Quorum ensures consistency in distributed systems by requiring a minimum number of votes for an operation to be considered successful.

Formula

For strong consistency (read overlap with write), the condition is: $\(R + W > N\)$

  • N (Total Replicas): The total number of nodes storing the data.
  • R (Read Quorum): Minimum nodes that must agree on a read.
  • W (Write Quorum): Minimum nodes that must acknowledge a write.

Example Configuration: Typically \(N=3, W=2, R=2\). This allows the system to tolerate 1 node failure while maintaining strong consistency.

5. Gossip Protocol

A decentralized, peer-to-peer communication protocol where nodes periodically exchange state information with random peers. It is used for failure detection and cluster membership management without a central coordinator.

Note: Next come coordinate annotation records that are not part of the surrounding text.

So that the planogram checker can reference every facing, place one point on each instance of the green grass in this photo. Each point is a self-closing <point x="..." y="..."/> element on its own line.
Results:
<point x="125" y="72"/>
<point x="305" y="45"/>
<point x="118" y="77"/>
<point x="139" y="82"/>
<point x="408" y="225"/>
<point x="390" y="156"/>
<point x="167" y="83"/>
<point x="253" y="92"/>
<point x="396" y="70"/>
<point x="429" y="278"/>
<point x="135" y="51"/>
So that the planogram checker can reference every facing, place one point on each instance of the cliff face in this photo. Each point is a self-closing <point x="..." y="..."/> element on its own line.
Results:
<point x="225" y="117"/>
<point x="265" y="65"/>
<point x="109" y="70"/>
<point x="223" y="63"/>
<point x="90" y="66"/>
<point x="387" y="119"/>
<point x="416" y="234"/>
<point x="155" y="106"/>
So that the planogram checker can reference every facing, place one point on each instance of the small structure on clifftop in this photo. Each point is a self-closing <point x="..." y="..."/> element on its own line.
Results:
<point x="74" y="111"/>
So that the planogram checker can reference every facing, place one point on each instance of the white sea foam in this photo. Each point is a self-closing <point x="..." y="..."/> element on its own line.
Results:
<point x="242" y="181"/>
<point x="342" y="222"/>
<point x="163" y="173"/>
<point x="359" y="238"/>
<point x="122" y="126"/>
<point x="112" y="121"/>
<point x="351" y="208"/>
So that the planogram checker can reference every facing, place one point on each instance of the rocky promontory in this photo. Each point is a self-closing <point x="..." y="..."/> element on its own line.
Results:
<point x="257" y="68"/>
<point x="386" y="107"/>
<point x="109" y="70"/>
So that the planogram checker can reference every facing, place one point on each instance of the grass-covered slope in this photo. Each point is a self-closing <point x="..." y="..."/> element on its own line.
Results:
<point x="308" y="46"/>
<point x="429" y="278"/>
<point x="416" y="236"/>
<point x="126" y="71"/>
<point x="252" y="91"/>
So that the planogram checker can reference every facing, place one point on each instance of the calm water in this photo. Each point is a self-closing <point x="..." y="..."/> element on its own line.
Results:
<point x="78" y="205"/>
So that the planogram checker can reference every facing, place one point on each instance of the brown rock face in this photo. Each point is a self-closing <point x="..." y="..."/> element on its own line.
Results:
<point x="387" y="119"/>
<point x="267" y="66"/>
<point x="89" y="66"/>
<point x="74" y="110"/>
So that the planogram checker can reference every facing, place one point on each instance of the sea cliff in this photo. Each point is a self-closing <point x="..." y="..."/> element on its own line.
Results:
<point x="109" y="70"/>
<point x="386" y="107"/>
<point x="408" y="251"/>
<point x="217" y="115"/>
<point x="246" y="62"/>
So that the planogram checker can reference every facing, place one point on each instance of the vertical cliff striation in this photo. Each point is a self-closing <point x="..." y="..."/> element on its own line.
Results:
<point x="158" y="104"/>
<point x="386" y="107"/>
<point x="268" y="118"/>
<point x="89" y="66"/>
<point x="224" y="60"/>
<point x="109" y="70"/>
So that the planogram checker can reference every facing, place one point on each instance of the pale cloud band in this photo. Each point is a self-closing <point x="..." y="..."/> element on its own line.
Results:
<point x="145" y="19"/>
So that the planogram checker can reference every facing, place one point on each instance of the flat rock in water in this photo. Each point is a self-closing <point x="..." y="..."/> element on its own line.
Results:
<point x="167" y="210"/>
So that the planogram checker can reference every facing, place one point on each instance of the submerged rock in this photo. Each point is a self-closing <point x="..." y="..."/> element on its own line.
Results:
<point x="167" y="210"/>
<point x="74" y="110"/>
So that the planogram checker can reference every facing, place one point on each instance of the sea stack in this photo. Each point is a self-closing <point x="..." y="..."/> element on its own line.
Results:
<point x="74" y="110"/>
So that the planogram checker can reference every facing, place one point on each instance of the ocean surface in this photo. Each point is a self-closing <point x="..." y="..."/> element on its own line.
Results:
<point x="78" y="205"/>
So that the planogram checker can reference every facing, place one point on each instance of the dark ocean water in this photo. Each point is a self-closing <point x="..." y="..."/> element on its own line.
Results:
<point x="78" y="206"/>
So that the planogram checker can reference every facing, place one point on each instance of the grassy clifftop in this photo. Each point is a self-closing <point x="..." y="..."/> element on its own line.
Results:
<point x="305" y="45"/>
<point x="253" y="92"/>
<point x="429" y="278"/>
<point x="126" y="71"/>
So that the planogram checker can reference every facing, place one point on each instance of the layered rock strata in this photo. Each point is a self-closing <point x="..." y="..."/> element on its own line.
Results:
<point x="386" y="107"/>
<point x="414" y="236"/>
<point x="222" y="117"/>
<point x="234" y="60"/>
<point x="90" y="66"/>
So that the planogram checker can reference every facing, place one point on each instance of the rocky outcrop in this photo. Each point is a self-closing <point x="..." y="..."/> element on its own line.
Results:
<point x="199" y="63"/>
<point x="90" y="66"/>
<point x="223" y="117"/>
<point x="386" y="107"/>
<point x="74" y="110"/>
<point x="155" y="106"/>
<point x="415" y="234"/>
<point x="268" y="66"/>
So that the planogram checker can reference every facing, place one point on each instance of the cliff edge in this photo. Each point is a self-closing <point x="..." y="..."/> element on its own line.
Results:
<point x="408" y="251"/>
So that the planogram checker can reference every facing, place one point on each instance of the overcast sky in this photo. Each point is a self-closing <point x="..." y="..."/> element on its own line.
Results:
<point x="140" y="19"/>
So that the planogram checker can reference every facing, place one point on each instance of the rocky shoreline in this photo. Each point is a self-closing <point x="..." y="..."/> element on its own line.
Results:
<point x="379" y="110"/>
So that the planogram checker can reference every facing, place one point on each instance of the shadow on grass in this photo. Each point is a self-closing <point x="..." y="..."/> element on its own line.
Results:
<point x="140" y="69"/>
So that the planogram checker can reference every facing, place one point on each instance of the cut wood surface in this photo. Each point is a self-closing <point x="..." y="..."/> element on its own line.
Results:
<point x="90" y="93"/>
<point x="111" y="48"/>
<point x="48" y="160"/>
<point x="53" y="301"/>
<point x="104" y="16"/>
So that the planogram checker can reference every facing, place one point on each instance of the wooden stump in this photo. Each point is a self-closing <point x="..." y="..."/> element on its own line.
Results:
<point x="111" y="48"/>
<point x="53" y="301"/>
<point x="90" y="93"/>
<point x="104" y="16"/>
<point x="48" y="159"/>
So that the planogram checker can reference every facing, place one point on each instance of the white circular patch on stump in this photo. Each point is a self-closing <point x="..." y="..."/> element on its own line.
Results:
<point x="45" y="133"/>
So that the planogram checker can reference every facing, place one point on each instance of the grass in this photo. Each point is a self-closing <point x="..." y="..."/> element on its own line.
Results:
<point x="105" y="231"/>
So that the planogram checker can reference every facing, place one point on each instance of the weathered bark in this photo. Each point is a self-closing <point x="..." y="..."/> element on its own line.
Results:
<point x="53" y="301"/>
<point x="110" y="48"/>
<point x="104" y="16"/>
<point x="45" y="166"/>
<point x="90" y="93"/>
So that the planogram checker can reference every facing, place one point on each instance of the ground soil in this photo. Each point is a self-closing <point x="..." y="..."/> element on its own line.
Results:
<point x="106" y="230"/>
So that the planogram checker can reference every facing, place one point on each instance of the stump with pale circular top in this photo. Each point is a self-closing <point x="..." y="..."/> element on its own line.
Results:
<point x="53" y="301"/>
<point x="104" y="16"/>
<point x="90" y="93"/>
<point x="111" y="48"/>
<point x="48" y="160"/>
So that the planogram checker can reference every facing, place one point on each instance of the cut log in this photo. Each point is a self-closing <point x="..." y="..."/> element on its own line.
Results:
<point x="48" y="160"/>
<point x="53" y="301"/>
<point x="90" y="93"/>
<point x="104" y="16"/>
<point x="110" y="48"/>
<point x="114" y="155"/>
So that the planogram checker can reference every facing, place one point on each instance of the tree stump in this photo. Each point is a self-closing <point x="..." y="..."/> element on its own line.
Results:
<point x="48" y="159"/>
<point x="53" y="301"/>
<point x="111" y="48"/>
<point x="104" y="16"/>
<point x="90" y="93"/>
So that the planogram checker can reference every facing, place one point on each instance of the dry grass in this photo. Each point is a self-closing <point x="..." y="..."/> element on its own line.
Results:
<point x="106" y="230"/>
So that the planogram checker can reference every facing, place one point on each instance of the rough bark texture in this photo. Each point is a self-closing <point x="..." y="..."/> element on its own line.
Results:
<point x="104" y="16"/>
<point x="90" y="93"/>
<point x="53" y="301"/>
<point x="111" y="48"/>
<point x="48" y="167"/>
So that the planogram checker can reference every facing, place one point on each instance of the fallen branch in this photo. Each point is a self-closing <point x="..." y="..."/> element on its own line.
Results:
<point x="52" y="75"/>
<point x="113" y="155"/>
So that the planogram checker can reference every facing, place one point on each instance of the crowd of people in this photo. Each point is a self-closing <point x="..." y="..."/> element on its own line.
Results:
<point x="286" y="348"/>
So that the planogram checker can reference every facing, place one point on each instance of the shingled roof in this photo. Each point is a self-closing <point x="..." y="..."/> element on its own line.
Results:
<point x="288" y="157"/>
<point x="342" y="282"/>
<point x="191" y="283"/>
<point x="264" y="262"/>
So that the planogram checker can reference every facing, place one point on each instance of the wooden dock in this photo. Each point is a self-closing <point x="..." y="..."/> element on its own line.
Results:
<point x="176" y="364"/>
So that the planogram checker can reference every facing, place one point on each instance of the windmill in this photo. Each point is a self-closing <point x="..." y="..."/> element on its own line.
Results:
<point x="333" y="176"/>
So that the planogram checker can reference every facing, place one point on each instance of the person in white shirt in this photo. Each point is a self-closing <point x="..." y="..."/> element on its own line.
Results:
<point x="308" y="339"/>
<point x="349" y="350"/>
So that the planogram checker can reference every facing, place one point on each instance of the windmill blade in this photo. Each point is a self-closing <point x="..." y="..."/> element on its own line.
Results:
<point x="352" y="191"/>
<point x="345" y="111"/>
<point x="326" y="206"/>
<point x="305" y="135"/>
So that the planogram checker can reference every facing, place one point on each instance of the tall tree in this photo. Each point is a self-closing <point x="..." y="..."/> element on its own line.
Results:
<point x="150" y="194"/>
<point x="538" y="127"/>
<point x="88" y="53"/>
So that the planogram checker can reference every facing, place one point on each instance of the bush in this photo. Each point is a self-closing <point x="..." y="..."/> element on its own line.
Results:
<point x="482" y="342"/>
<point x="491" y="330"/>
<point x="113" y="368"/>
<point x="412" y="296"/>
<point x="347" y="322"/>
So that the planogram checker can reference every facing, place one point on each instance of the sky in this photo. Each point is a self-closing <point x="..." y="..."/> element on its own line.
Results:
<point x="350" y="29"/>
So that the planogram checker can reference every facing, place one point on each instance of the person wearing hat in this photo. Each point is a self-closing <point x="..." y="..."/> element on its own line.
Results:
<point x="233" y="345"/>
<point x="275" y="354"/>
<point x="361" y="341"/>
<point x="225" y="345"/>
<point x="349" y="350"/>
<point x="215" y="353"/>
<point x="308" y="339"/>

  • Mechanism: A node picks a random subset of other nodes and shares its information. This information propagates epidemically (like a virus) through the cluster, achieving eventual consistency of the cluster state.
  • Use Cases: Dynamo and Cassandra use Gossip to detect node failures, share heartbeat data, and manage ring membership.
graph TD
    A[Node A] -- State X --> B[Node B]
    A -- State X --> C[Node C]
    B -- State X+Y --> D[Node D]
    C -- State X+Z --> A

6. Merkle Tree (Anti-Entropy)

To repair stale data in the background (Read Repair/Anti-Entropy), systems need to efficiently compare replicas without sending entire datasets over the network.

  • Mechanism: A Merkle Tree is a binary tree of hashes where each internal node is the hash of its two children, and leaf nodes are hashes of the actual data blocks.
  • Comparison: Nodes compare the root hash. If they differ, they traverse down the tree branches to find the specific data blocks that are out of sync, transferring only the differing data.